Peter Delaney wrote:

> Hello;
>
> I have a Stateful SessionBean called Bank, that clients applications talk to.
> The Bank SessionBean creates another Stateful SessionBean called Portfolio that
> contains information about the client.
>
> When my Bank SessionBean gets passivated by the container, how does it maintain
> its reference to the Porftolio SessionBean once it gets re-activated by the
> container?

Technically, this is easy - Bank can get a serializable handle to Portfolio and
save the serialised handle. See section 5.7 of the EJB spec (1.0 or 1.1)

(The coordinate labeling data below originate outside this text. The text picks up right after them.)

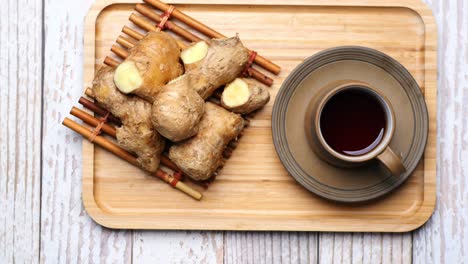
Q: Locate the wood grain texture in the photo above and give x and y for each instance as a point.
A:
(444, 239)
(178, 247)
(270, 247)
(20, 132)
(365, 248)
(68, 235)
(288, 206)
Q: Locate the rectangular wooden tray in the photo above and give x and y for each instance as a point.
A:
(253, 190)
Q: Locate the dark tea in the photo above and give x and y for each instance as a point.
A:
(353, 121)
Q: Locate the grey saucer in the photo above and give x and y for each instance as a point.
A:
(357, 63)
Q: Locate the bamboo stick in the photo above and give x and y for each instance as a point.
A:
(263, 62)
(125, 42)
(98, 110)
(108, 129)
(101, 141)
(111, 62)
(119, 51)
(143, 23)
(108, 145)
(91, 120)
(132, 33)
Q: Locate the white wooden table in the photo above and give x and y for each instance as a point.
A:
(42, 218)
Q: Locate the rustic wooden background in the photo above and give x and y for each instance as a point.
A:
(41, 215)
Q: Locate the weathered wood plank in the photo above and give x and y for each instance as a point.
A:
(20, 132)
(365, 248)
(444, 239)
(68, 235)
(177, 247)
(270, 247)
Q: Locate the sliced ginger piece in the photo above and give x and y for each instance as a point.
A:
(244, 95)
(195, 53)
(127, 77)
(236, 93)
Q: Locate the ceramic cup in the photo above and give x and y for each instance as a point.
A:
(381, 152)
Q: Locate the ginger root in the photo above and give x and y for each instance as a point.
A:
(150, 65)
(244, 96)
(195, 53)
(200, 156)
(213, 63)
(177, 110)
(136, 134)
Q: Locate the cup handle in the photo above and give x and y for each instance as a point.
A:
(392, 162)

However, because of the lack of "guarantees" for stateful session beans it is
generally not deemed good practice to have one stateful session bean calling
another. Bank cannot rely on Portfolio existing next time it tries to use it
(whether passivation occurred or not). This means Bank must terminate whenever it
finds Portfolio has terminated (or have a means reconstruct Portfolio in which case
Portfolio does not need to be stateful.) If there are multiple such stateful
session beans distributed over a network the application would get unreliable very
quickly with all work lost whenever any failure occurs.

The recommended way is to concentrate session state into a single session bean and
use stateless session beans or entity beans for the lower level services. This does
not lead to good OO encapsulation of course, but additional container services are
needed to give effective support to distributed session state.